The first tactical channel covered Monday was SMS (and its cousin MMS). As I mentioned in that post, SMS is the channel of maximum potential reach. Most US consumers have a cell phone and most cell phones in the US have SMS capability. Depending on the research you reference, cell phone use registers from 87%-95%. Assuming you have the requisite permissions from the carriers and the consumer, you have access to virtually all US residents.

Additionally, SMS is the most utilized mobile technology across age groups – following only the digital camera – according to eMarketer. Sixty-five percent of mobile phone users consistently interact with SMS, and this rate jumps to 75% for advertiser’s target demographic of 26-42.

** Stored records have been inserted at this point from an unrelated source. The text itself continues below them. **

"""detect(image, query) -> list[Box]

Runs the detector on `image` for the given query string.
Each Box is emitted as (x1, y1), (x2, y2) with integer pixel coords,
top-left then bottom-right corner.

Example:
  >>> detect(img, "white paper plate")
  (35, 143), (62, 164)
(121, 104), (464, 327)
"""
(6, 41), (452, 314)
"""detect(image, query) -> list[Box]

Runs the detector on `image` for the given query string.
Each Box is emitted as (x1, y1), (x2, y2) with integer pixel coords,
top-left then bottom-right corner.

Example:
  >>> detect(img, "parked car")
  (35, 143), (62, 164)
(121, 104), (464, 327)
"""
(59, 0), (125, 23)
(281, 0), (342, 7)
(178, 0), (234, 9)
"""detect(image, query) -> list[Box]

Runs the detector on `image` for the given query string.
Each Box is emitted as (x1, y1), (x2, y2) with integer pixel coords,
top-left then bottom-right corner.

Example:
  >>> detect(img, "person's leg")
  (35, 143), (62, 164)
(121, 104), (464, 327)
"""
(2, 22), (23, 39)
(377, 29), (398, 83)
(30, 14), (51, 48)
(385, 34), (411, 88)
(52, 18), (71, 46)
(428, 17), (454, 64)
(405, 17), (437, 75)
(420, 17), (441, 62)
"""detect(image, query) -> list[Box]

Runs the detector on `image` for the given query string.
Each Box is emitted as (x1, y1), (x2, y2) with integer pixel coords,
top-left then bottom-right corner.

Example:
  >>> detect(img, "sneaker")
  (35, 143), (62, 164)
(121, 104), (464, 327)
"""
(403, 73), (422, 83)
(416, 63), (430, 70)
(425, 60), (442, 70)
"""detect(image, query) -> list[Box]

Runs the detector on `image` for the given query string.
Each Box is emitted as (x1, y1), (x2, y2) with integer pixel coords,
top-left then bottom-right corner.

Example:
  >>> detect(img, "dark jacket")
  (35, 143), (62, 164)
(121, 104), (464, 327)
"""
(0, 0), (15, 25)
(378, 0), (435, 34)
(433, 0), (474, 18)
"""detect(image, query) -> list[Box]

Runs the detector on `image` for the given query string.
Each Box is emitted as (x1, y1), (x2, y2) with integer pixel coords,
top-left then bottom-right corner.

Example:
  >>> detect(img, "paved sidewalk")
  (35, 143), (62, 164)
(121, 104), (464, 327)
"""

Bottom line, SMS has to be part of any mobile strategy where reach and convenience are part of the marketing equation, across demographic groups.

Mobile Web

When you look at the mobile Web channel (development of mobile-browser-friendly applications) you have to look at the numbers also. Unlike SMS, mobile Web access is still limited to a fraction of all mobile phone users because of the technology requirements and data access costs from the carriers, not to mention a questionable user experience in many cases.

Citing Marist again, 16% of all US residents have a PDA or smartphone – the devices that realistically support functional mobile Web browsing. However, the penetration of PDAs and smartphones approaches 50% in younger, affluent demographics. If this is your audience, mobile Web development – that is the dedicated development of mobile-specific applications – makes sense.

The numbers game works the other way, too. Take a look at website analytics to discover what percent of all website visits are made through a mobile browser. Citing the experience of one client, this ratio is hovering around 10% of all visits per month. In this case, while the number is relatively small it is significant enough to justify development of a mobile-friendly alternative to the corporate site.


Using an app as a tactical solution has to be based on a strategy that seeks deep interaction with a targeted demographic group… at a price. As discussed in the section above, the availability of the technology and data access plans reaches saturation levels only in the more affluent and younger demographics. Additionally, to get access to all of these users, multiple apps may be necessary. While iPhone apps get the most buzz, iPhones still represent just a portion of the overall smartphone market. To extend reach it makes sense to develop iPhone and BlackBerry apps in parallel. Add to this equation the emerging Palm Pre, and the realization sinks in – to get in front of 75% of all smartphone owners it is necessary to support three apps.

Consider what an investment in app development will yield. I compare this to the email marketing dilemmas surrounding the overcrowded inbox, where there is savage competition between marketers to keep their email recipients both subscribed and retained. In the app universe, there is intense competition for a finite amount of the user’s attention and interaction. Citing their “Q109 Consumer Insights Report,” Greystripe finds that the average iPhone app “has an engagement of 9.6 minutes per session and is accessed 19.9 times over its lifecycle – for an average total use time per user of 3 hours and 10 minutes.” Given this data, and the limited audience, evaluate the development investment carefully.

Mobile Ads

The reach of mobile advertising, such as banners on mobile-friendly Web properties or mobile search advertising, is an enormous opportunity – at some point. The mass audience still is not present, and it is not clear yet if consumers will stay engaged with the mobile experience or if the mobile Web really supports conversion events that well. Keep in mind it was only recently that Google announced the rollout of the AdSense Mobile platform for management of mobile search campaigns. On the bright side, I have heard anecdotal evidence that local mobile search has shown clear ROI for some businesses.

As with any media and channel analysis, it is important to understand where your customers and prospects are within the mobile channel, and how to engage them.